Moscow is a mostly liberal town, but Idaho, as you know, is deeply Republican. Many of the people I’ve interviewed bring their guns into the room with them.
One of the great privileges of reporting this book with Jim is getting to know people and communities out West I would otherwise have no or little connection with and finding common ground.
What I’ve found so uplifting about small town America is that people choose to prioritize people. They choose to live in a place where the neighborhood counts for more than money, or religion, or politics. Their neighbor’s well-being matters far more to them than what’s going on on CNN or Fox News. (Neither of which are on the TV screens in bars. Those are dedicated to football, and more football.)
When something horrific happens, they band together. Their strength lies in togetherness.
It occurred to me that in some ways we all want to experience that community feeling. That is why we scroll our Instagram feeds at night: to see what our friends are doing, to find what binds us, not what drives us apart, to be reminded of the smallness of the world, not of distance between us.
And that – right there – it seems to me is the future of journalism.
At NYU last night, Tina Brown said that perhaps the American press needs to become more like the British press. This would mean that the high-brow needs to meet the low-brow, and important stories need to be told in a populist way via mediums like TikTok and emails to which people actually pay attention. (Note, that’s a little plug for this newsletter!)
I think she is right.
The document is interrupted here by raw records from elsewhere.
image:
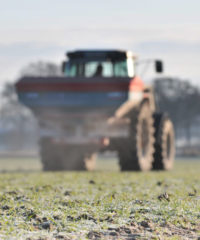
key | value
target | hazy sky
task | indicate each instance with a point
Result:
(32, 30)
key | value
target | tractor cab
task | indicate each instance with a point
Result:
(102, 63)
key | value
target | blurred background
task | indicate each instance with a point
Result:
(35, 35)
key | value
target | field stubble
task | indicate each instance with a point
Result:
(104, 204)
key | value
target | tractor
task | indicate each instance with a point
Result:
(99, 104)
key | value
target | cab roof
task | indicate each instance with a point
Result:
(100, 54)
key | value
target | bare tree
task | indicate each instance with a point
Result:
(179, 98)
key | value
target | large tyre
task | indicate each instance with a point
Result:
(164, 144)
(137, 155)
(56, 157)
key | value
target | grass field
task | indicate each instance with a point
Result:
(104, 204)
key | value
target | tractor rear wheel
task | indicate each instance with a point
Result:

I think that instead of snobbishly bashing Donald Trump for his short posts (as some do), we should learn for ourselves how to better communicate with the short-form so we can meet him tit for tat.
We journalists need to evolve with the times – or die.
Once again, from the bottom of my heart, thank you for letting me live!
With Gratitude,
Vicky
Free journalism, unbiased and based on facts is what will keep democracies alive. In the USA and in Europe. All countries where journalists are hunted down, put in jail and censored in any way, will lead to a totalitarian regime. Hungary put all press critical of Orban out of business. Orban is now blocking aid to Ukraine and uses his veto power to secure €10 Billion that will end up with his corrupt friends. Free journalism is dead in Hungary and now the government wants to limit access to foreign news that is critical of Orban.
In Russia and China free press does not exist. It is all propaganda. In the USA some channels are also just propaganda and not based on facts. That is dangerous. All social media cares about is interaction so it will keep people in their ‘own’ information bubble so they might never see a fact again. Result: Democracy is slowly slipping away. Putin and Ci are cheering on the sidelines and do not understand why we do not stand up for a journalists, our ‘information warriors’ in the age of disinformation and propaganda. We thank you for your service!!
Journalism serves a purpose. That purpose has changed by greed, bias and politics. It’s a power game. Journalists are manipulated and manipulate. I liked this part especially “They choose to live in a place where the neighborhood counts for more than money, or religion, or politics.” It gives hope which, is more than I can say about journalism.